My Antonia is a song she did with Dave Matthews, from her album Red Dirt Girl. I’m not a big Dave Matthews fan, but his gritty tenor binds beautifully with Emmylou’s high alto.
Hm. I wonder what Emmylou would sound like with Eddie Vedder.
Or Emmylou and Bill Withers.
For a completely different sound, would Jello Biafra have deigned to sing with the Violent Femmes?
(Ohp, another thought: Emmylou and Sammy Llanas of the BoDeans. Sorry: Milwaukee on my mind.)
And, of course: Courtney Love and the Sex Pistols. Absolutely—if they didn’t kill each other.
Nick Drake and Hem. Could be really good, or really awful.
Beth Orton and DJ Spooky. Please please please somebody produce this cd.
Lisa Gerrard and Godspeed You! Black Emperor.
Tricky and Robbie Robertson.
Tricky and Jane Birkin.
Exene Cervenka and John Doe. Oh, wait. . . .
EmilyH suggested Rick Astley and Nirvana. Dunno ’bout that one, Em. (May I call you Em?)
Then again, it would be hard to top Miss Piggy and Peaches, the profane Canadian artist—definitely NSFW, but totally worth any nasty looks from scandalized coworkers.

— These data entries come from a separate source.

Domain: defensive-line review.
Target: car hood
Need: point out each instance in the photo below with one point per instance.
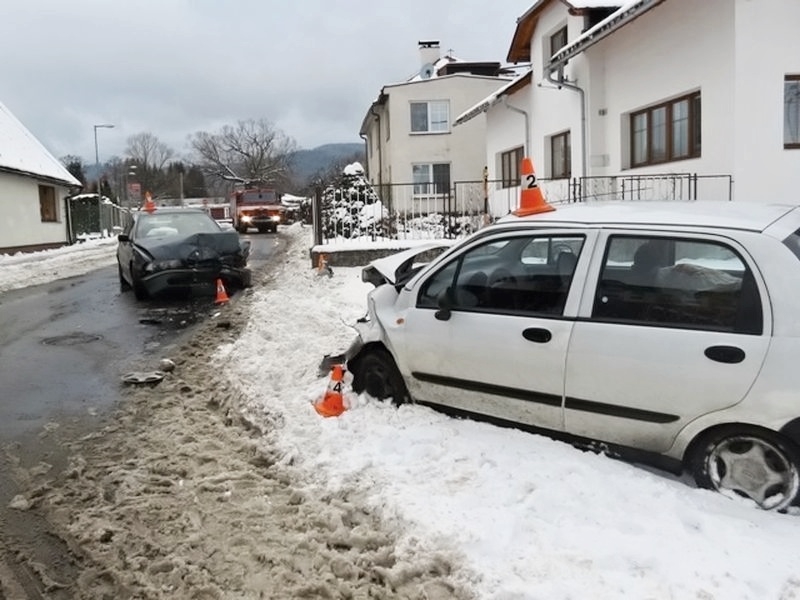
(223, 243)
(398, 268)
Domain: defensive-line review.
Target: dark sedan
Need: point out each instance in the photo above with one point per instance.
(179, 250)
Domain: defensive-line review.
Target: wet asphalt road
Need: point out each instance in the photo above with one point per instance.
(64, 347)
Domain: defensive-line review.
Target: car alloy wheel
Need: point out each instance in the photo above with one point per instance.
(376, 374)
(757, 465)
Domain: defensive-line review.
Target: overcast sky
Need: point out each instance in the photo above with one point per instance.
(175, 67)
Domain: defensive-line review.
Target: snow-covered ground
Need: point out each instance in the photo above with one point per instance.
(522, 516)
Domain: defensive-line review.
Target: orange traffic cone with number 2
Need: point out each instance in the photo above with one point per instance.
(332, 403)
(531, 200)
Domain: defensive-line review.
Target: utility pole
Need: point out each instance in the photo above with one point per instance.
(97, 155)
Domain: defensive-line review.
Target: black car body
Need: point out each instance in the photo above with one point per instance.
(181, 250)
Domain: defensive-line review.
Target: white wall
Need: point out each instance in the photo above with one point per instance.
(464, 146)
(767, 49)
(670, 51)
(21, 223)
(735, 52)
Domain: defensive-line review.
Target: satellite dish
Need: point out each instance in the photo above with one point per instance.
(426, 72)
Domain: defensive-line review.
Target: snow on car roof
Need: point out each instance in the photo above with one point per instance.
(749, 216)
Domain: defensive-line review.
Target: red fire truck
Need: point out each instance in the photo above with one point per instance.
(257, 208)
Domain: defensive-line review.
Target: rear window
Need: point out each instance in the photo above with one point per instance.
(259, 197)
(672, 282)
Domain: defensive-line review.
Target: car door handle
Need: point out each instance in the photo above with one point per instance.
(537, 334)
(727, 354)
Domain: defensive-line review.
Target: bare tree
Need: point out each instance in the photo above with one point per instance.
(252, 151)
(147, 150)
(150, 156)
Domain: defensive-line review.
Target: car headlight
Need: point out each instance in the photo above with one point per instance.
(163, 265)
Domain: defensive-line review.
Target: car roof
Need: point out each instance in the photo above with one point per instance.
(747, 216)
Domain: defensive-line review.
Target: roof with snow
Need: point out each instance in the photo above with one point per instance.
(512, 86)
(22, 153)
(520, 50)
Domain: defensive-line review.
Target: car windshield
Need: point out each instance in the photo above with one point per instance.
(178, 223)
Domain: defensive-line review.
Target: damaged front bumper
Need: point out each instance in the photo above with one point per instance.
(329, 360)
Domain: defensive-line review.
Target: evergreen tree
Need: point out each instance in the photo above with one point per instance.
(352, 209)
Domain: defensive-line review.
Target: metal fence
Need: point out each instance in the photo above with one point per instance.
(89, 216)
(432, 211)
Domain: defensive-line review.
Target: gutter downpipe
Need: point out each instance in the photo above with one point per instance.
(380, 146)
(574, 88)
(527, 125)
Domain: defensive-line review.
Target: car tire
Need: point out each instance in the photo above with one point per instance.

Hey – Call me Em H, and people might just think that I’m Emmylou Harris! (I could do way worse than having people think I’m Emmylou Harris).
The sad truth is that the Nirvana/Rick Astley thing was really just a reference to a mash-up that I had already seen, rather than an actionable duet suggestion — I think I’m not quite creative enough to come up with an actual duet suggestion on my own! Which is, I think, another way of saying that the only way I’ll ever have people mistake me for Emmylou Harris is if you start calling me Em H.